La profecía de Elena se había cumplido desde el principio, y seguía cumpliéndose en algún momento de todos los días. Yo había vuelto a verla muchos años después, una tarde de diciembre, en la calle Preciados. Había ido con Miguelito a ver las luces de Navidad, ella iba de compras con su marido, un hombre de su edad, con buena pinta, que llevaba en una mochila a una niña de un año, embutida en un buzo de colores. Fue Elena quien me vio a mí, y al principio me costó reconocerla porque había engordado un poco, se había cortado el pelo y estaba mejor que antes, más guapa, sin esa tensión dramática, exangüe, que había acentuado sus rasgos de máscara trágica durante los últimos meses que pasó con Fernando. Entonces me acordé de José Ignacio aquella mañana de las despedidas, cuando entró en mi despacho gritando cinco minutos después de que ella se hubiera marchado, pero, bueno, ¿qué pasa aquí?, ¿nos hemos vuelto locos o qué? No sé de qué me hablas, le dije, porque no tenía el cuerpo para preguntas retóricas. Elena Galván me acaba de decir que se va, me explicó, que ha aceptado una oferta de la Universidad de Castilla la Mancha, y yo, la verdad, es que no lo entiendo... ¿Es que este departamento puede prescindir de los mirlos blancos, así, alegremente? No puede ser, hay que hacer algo, mejorarle el contrato, sacarle una plaza, lo que sea, no se puede marchar, no podemos... No es eso, José Ignacio, le interrumpí por fin, no es eso. Elena y Fernando llevan dos años liados. No ha sido un rollo esporádico, ni una juerga de congreso en congreso, ha sido algo más grave, muy grave, diría yo. Él no se ha decidido a dejar a su mujer y ella ha optado por marcharse lejos, su contrato no tiene nada que ver, no va a quedarse por mucho que se lo mejores. José Ignacio me miró como si acabara de revelarle que los dos éramos extraterrestres, y luego se quejó en voz alta. ¿Y conmigo qué pasa...? ¿Cómo es posible que yo nunca me entere de nada? Me limité a sonreír mientras el estupor se afianzaba en su rostro. Pues te voy a decir una cosa, intentó concluir cuando se lo sacudió, total, para lo que hace... No, no la digas, le pedí. No la digo, ¿no? No, por favor. Pues tendremos que llevarnos a ese imbécil a comer, eso sí, concedí, ya he quedado yo con él...

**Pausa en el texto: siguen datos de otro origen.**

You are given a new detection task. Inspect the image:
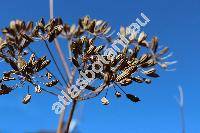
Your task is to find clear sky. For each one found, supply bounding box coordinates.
[0,0,200,133]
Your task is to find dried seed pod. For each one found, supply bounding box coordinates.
[94,45,105,54]
[115,91,122,98]
[85,85,95,91]
[126,94,140,103]
[101,97,109,105]
[131,76,144,83]
[26,21,33,32]
[20,33,34,42]
[144,79,151,84]
[2,77,15,81]
[120,78,132,86]
[150,37,158,53]
[23,50,28,55]
[28,53,35,64]
[115,66,137,82]
[45,72,52,79]
[88,21,96,33]
[17,56,26,69]
[139,54,148,64]
[130,46,140,60]
[86,45,95,55]
[120,26,126,37]
[22,94,31,104]
[45,79,59,87]
[35,85,42,93]
[138,32,147,44]
[37,60,51,72]
[141,59,156,68]
[143,68,159,78]
[158,47,169,56]
[72,57,80,67]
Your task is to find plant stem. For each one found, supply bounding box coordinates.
[65,100,77,133]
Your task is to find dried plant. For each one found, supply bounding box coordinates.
[0,1,175,133]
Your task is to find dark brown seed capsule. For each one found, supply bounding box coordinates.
[115,91,122,98]
[22,94,31,104]
[72,57,80,67]
[144,79,151,84]
[151,37,158,53]
[45,80,59,87]
[45,72,52,79]
[131,77,144,83]
[0,84,12,95]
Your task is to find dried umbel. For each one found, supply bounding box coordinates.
[0,16,175,105]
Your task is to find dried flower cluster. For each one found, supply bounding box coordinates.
[0,16,173,105]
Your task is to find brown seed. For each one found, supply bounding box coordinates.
[22,94,31,104]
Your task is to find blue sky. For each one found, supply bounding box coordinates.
[0,0,200,133]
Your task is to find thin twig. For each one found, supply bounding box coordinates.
[65,100,77,133]
[178,86,185,133]
[44,40,67,85]
[54,39,71,79]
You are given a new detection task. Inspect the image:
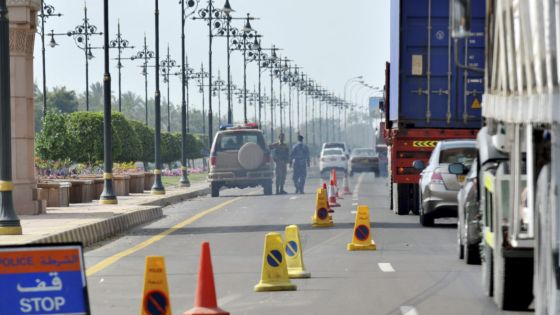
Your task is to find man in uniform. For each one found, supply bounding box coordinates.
[290,135,311,194]
[270,133,290,195]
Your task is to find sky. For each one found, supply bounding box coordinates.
[34,0,390,119]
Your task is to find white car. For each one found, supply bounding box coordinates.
[319,148,348,178]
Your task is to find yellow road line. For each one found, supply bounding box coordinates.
[86,197,243,277]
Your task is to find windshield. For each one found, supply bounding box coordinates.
[352,149,377,156]
[323,149,344,156]
[439,147,476,166]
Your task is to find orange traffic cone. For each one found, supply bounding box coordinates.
[327,180,340,207]
[183,242,229,315]
[342,175,352,195]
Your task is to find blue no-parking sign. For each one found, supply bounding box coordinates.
[0,245,90,315]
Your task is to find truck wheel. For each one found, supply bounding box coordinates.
[481,240,494,296]
[494,252,533,311]
[397,184,410,215]
[263,181,272,196]
[210,182,220,197]
[534,165,560,315]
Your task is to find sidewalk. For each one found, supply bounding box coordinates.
[0,181,210,247]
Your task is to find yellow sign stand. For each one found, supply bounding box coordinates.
[346,205,377,251]
[255,233,297,292]
[284,225,311,279]
[140,256,171,315]
[311,188,333,227]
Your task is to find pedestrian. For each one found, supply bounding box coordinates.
[290,135,311,194]
[270,133,290,195]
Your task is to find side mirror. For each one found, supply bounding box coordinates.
[448,163,467,175]
[412,160,426,171]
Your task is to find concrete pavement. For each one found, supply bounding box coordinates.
[0,182,209,246]
[86,175,528,315]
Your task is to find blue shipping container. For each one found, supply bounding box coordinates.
[389,0,486,129]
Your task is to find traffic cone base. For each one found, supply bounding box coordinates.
[255,233,297,292]
[346,206,377,251]
[346,241,377,251]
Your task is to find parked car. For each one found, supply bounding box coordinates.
[348,148,379,176]
[208,124,274,197]
[319,148,348,178]
[413,140,476,226]
[321,142,350,158]
[456,160,482,265]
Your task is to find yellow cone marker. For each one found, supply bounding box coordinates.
[284,225,311,279]
[311,188,333,227]
[140,256,171,315]
[346,205,376,250]
[255,233,297,292]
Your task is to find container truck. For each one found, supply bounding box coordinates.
[450,0,560,315]
[384,0,484,215]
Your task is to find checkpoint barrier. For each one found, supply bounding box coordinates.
[346,205,377,251]
[183,242,229,315]
[311,188,333,227]
[255,233,297,292]
[140,256,171,315]
[284,225,311,279]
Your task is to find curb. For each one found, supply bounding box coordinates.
[29,187,210,248]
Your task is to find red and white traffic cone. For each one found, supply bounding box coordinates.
[327,180,340,207]
[342,174,352,195]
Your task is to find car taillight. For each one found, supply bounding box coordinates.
[430,171,443,185]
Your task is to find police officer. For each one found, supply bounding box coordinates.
[290,135,311,194]
[270,133,290,195]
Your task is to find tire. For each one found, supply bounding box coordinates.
[481,240,494,296]
[534,165,560,315]
[494,252,533,311]
[210,182,220,197]
[262,181,272,196]
[397,184,410,215]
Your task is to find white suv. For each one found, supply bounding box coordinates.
[319,148,348,178]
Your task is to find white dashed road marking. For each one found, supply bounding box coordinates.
[401,305,418,315]
[377,263,395,272]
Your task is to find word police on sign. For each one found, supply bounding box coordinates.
[0,244,90,315]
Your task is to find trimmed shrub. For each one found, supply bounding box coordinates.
[35,110,70,160]
[111,112,143,162]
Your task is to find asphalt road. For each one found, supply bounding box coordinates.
[85,174,530,315]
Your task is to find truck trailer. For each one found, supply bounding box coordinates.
[384,0,485,215]
[456,0,560,315]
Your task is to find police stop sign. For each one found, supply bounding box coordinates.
[0,244,90,315]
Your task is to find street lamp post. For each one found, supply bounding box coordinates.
[130,34,155,125]
[0,0,22,235]
[37,0,62,117]
[66,6,103,111]
[99,0,120,204]
[151,0,165,195]
[161,44,178,132]
[109,20,134,112]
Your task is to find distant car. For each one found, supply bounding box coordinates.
[413,140,476,226]
[348,148,379,176]
[208,124,274,197]
[456,160,482,265]
[319,148,348,178]
[321,142,350,158]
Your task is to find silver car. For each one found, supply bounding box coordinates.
[413,140,476,226]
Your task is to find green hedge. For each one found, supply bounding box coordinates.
[35,112,204,164]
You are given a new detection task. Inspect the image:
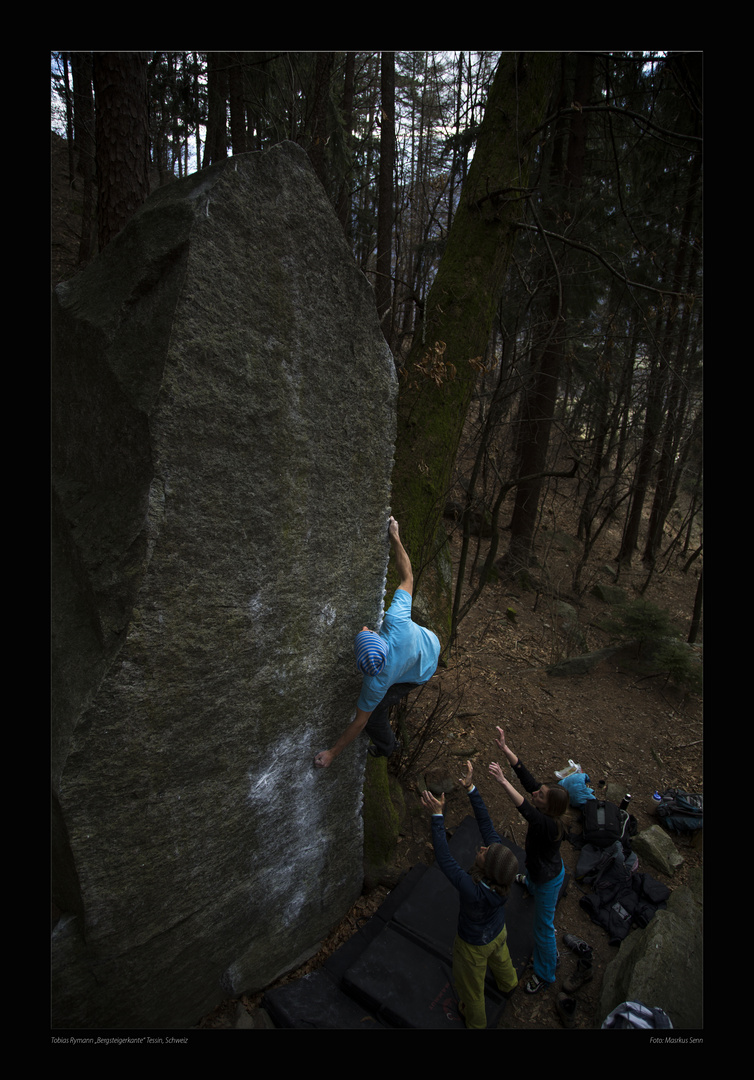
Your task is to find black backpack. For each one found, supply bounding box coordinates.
[581,799,629,848]
[655,787,704,833]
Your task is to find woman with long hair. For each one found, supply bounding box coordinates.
[421,761,519,1028]
[489,728,568,994]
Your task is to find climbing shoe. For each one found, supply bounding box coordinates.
[563,934,592,957]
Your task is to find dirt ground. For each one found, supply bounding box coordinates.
[201,496,703,1030]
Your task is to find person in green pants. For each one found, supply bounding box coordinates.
[421,761,519,1028]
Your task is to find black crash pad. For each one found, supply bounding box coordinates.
[262,816,566,1030]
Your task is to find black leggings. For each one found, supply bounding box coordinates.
[365,683,421,757]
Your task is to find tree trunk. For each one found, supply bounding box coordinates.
[386,53,558,639]
[70,53,95,267]
[93,53,149,251]
[375,53,395,343]
[507,53,594,568]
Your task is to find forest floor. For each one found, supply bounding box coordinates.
[200,479,703,1029]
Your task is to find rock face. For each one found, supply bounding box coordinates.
[52,144,396,1028]
[597,874,704,1030]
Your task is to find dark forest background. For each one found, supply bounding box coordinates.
[51,51,703,642]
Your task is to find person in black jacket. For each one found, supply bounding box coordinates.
[421,761,519,1028]
[489,728,568,994]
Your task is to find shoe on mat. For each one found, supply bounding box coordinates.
[563,957,594,994]
[555,994,576,1027]
[563,934,592,956]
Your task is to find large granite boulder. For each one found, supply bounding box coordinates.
[52,144,396,1028]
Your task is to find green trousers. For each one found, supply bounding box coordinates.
[453,927,519,1028]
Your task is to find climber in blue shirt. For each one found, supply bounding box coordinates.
[314,517,440,768]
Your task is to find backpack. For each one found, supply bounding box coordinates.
[655,787,704,833]
[582,799,629,848]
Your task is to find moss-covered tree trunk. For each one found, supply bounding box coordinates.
[392,53,558,643]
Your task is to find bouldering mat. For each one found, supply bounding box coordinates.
[262,968,383,1031]
[262,816,566,1030]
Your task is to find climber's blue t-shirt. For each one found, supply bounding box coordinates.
[358,589,440,713]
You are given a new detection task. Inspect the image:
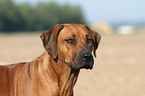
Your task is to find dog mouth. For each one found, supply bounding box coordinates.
[67,61,94,70]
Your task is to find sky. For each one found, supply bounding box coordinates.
[14,0,145,23]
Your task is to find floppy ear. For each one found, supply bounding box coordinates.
[40,24,63,59]
[84,25,101,57]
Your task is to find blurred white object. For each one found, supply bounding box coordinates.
[117,25,135,35]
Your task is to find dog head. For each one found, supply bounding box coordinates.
[40,24,101,70]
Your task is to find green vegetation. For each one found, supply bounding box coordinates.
[0,0,85,32]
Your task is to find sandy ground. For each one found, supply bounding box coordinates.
[0,32,145,96]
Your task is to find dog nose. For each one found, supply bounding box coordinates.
[82,53,93,62]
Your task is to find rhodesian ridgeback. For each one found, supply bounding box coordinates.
[0,24,101,96]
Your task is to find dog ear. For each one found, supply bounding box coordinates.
[40,24,63,59]
[84,25,101,57]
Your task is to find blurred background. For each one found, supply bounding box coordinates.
[0,0,145,96]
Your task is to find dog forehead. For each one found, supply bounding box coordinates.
[59,24,90,37]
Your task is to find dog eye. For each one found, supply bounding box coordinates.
[87,39,93,44]
[65,39,75,44]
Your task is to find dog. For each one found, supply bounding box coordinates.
[0,24,101,96]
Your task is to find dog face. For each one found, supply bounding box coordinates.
[41,24,101,70]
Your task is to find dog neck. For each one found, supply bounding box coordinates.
[38,52,80,96]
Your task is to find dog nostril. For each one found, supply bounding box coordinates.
[82,53,92,61]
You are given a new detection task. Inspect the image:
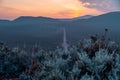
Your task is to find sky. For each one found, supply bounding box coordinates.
[0,0,120,20]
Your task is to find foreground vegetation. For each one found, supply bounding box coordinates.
[0,30,120,80]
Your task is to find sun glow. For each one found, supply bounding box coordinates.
[0,0,117,19]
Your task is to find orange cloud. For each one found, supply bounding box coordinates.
[0,0,101,19]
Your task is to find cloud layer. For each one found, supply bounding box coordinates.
[79,0,120,12]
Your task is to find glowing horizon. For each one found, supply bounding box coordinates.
[0,0,119,19]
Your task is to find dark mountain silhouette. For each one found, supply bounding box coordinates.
[0,12,120,47]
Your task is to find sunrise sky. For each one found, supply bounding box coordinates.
[0,0,120,20]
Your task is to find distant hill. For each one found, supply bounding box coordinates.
[0,12,120,47]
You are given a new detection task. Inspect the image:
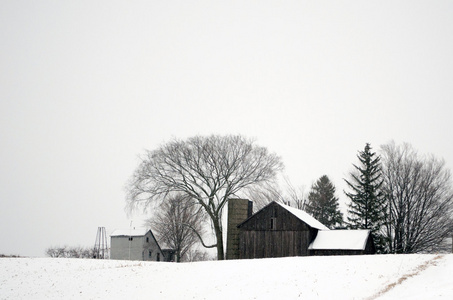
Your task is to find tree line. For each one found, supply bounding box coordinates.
[127,135,453,260]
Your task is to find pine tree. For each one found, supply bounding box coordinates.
[345,143,386,253]
[305,175,343,228]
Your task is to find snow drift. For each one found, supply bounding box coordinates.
[0,255,453,299]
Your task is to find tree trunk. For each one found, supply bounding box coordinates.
[213,219,225,260]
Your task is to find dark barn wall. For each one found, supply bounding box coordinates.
[239,203,317,259]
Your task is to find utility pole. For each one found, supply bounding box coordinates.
[94,227,109,259]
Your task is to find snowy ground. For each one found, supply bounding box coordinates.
[0,255,453,299]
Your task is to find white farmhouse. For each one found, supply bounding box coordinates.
[110,228,164,261]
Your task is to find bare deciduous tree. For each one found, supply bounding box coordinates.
[382,142,453,253]
[127,135,283,260]
[147,194,204,262]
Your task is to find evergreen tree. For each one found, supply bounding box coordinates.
[345,143,386,253]
[305,175,343,228]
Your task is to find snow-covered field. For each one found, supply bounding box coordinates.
[0,255,453,299]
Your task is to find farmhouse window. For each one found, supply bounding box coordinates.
[271,218,277,230]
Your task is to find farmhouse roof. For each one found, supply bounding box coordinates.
[276,202,329,230]
[110,228,151,236]
[308,229,370,250]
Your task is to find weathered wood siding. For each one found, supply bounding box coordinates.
[239,204,317,259]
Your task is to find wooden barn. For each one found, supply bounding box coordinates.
[227,199,375,259]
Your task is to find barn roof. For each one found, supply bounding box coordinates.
[276,202,329,230]
[110,228,150,236]
[308,229,370,250]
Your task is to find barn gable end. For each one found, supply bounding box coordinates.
[238,202,322,258]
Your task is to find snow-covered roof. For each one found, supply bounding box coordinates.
[308,229,370,250]
[110,228,149,236]
[276,202,329,230]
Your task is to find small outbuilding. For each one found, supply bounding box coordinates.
[110,228,165,261]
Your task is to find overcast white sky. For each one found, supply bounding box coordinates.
[0,0,453,256]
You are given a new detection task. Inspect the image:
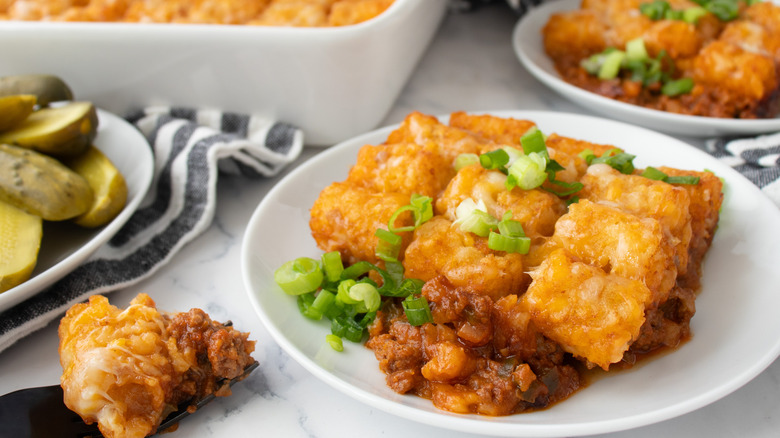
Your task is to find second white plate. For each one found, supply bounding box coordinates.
[241,111,780,437]
[512,0,780,137]
[0,110,154,311]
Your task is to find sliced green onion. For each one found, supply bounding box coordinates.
[642,166,668,181]
[598,50,626,79]
[498,212,525,237]
[682,6,707,24]
[320,251,344,282]
[488,231,531,254]
[506,152,547,190]
[336,279,358,306]
[704,0,739,21]
[626,37,650,61]
[664,9,683,21]
[348,283,382,313]
[639,0,669,21]
[588,150,636,175]
[501,146,523,166]
[520,126,547,155]
[401,295,433,326]
[455,154,479,172]
[664,175,700,185]
[661,78,693,97]
[274,257,325,295]
[325,333,344,352]
[409,193,433,228]
[374,228,403,262]
[387,193,433,233]
[479,148,509,170]
[577,149,596,164]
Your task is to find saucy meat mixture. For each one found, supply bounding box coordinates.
[0,0,393,27]
[59,294,255,438]
[310,112,722,415]
[542,0,780,119]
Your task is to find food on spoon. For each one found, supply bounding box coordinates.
[275,112,723,415]
[0,94,36,132]
[542,0,780,119]
[0,102,98,157]
[0,74,73,107]
[63,146,127,228]
[0,0,393,27]
[59,294,255,438]
[0,144,94,221]
[0,201,43,292]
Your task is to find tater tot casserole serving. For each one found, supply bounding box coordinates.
[269,112,723,416]
[542,0,780,119]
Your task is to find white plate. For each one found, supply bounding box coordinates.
[512,0,780,137]
[241,111,780,437]
[0,110,154,311]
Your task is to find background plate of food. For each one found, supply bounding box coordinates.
[241,111,780,436]
[0,109,154,310]
[512,0,780,137]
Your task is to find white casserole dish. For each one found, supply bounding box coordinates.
[0,0,447,146]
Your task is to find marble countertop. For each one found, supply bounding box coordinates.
[0,3,780,438]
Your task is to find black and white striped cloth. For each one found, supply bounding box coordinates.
[0,107,303,351]
[706,132,780,207]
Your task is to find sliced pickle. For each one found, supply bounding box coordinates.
[0,74,73,107]
[0,102,98,157]
[0,201,43,292]
[63,146,127,228]
[0,144,94,221]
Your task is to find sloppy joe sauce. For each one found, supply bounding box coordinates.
[554,58,780,119]
[366,277,695,416]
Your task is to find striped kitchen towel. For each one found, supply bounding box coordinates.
[705,132,780,207]
[0,107,303,351]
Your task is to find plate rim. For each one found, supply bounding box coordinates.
[0,108,154,312]
[512,0,780,137]
[241,110,780,437]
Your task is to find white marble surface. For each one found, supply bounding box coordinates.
[0,5,780,438]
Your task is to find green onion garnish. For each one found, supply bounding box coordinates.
[401,295,433,326]
[642,166,700,185]
[520,126,547,155]
[626,37,650,61]
[348,283,382,313]
[374,228,403,262]
[488,231,531,254]
[506,152,547,190]
[320,251,344,283]
[598,50,626,79]
[639,0,670,20]
[387,193,433,233]
[704,0,739,21]
[479,148,509,170]
[274,257,325,295]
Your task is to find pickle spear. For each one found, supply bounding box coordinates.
[0,94,36,132]
[63,146,127,228]
[0,201,43,292]
[0,144,94,221]
[0,102,98,157]
[0,74,73,107]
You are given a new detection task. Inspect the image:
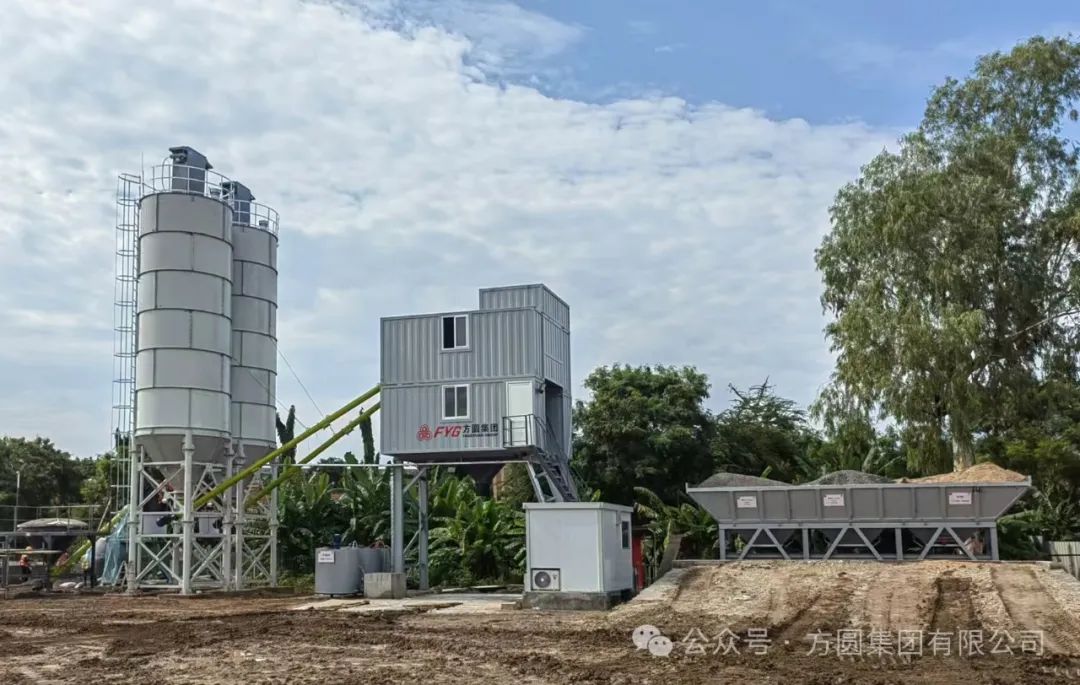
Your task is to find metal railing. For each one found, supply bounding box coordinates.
[0,505,107,535]
[502,414,543,447]
[143,161,279,236]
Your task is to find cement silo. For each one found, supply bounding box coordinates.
[225,182,278,465]
[134,147,233,472]
[118,147,278,593]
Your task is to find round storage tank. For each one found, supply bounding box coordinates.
[232,202,278,464]
[135,192,232,462]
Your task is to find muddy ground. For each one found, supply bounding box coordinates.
[0,562,1080,685]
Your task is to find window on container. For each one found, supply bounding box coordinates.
[443,314,469,350]
[443,386,469,418]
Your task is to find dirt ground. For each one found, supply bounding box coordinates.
[0,562,1080,685]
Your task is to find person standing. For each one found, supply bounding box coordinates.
[18,545,33,582]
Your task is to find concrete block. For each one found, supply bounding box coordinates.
[522,591,630,612]
[364,574,405,600]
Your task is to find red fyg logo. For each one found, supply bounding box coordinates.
[435,426,461,438]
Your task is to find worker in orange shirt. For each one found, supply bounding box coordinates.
[18,545,33,580]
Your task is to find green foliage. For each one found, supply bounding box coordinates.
[816,38,1080,472]
[717,379,819,483]
[634,487,718,577]
[429,478,525,585]
[278,473,345,573]
[0,436,94,527]
[573,364,715,505]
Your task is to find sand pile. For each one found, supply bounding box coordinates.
[907,461,1027,483]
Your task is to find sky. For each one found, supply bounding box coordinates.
[0,0,1080,456]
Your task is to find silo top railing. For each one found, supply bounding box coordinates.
[141,161,278,236]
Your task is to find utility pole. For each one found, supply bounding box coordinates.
[11,471,23,530]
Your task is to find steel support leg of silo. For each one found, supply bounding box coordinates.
[180,432,195,594]
[270,461,279,588]
[390,464,405,574]
[416,469,428,590]
[235,475,247,590]
[854,526,882,561]
[919,526,945,562]
[822,526,848,561]
[221,447,234,590]
[124,446,145,594]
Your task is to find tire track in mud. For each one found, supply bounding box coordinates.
[990,566,1080,655]
[926,572,982,643]
[769,576,852,652]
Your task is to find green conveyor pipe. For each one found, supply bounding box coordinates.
[53,507,127,574]
[193,386,379,509]
[244,402,380,509]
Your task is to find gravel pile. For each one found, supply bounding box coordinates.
[698,471,787,487]
[807,469,892,485]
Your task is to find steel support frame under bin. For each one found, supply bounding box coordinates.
[718,521,999,562]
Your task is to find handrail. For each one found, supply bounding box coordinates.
[193,386,380,509]
[53,507,127,575]
[244,402,381,509]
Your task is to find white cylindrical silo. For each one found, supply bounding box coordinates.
[228,182,278,464]
[135,148,233,462]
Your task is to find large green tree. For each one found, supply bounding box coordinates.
[816,38,1080,471]
[713,380,820,482]
[0,438,94,527]
[573,365,715,505]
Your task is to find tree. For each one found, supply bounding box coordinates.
[0,438,93,524]
[713,379,819,482]
[573,364,714,505]
[816,38,1080,471]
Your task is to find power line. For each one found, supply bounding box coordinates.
[278,347,333,428]
[244,366,308,430]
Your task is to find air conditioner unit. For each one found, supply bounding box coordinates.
[531,568,559,592]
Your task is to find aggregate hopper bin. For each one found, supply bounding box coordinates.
[687,479,1030,559]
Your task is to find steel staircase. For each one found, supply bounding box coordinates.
[502,414,578,501]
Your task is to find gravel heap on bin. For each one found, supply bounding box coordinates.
[698,471,787,487]
[807,469,892,485]
[908,461,1026,483]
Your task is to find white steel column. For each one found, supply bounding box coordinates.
[180,431,195,594]
[270,461,279,588]
[416,469,428,590]
[388,464,405,574]
[124,445,144,593]
[234,475,248,590]
[221,445,234,590]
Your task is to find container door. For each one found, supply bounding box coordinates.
[505,380,537,446]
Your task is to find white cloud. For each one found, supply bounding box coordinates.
[0,0,894,454]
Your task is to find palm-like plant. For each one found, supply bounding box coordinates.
[634,487,718,574]
[338,458,391,545]
[430,479,525,585]
[279,473,341,573]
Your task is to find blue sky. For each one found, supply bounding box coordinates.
[0,0,1077,455]
[511,0,1080,126]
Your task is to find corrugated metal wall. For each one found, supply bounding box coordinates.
[380,285,572,455]
[381,309,540,386]
[379,379,538,455]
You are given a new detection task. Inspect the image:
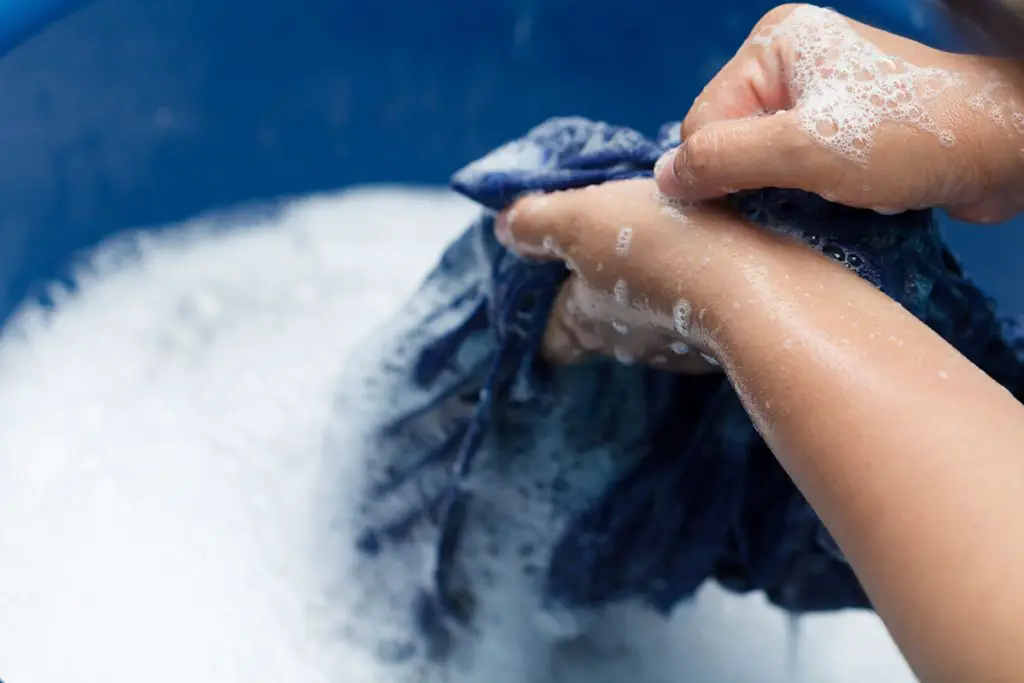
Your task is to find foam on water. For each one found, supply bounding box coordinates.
[0,189,911,683]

Total, para lo que hace, ya se podía marchar él y dejarnos a Elena aquí, habría dicho José Ignacio si yo se lo hubiera consentido, y después se habría arrepentido hasta el punto de desear arrancarse la lengua de cuajo. Le conocía muy bien, aunque no tanto como a Fernando, que recordó lo mismo que yo, y en el mismo orden, durante la pausa que su ensimismamiento abrió en mi confesión. Habían pasado casi siete años desde que la vio por última vez, casi seis desde que no había vuelto a hablar de ella excepto para ponerla a la cabeza de la lista de sus errores, se llevaba tan bien con Nieves como antes, como siempre, hasta donde yo sabía no había vuelto a serle infiel, pero Elena Galván todavía formaba parte de sus reflejos automáticos. Quizás nunca los abandonaría del todo.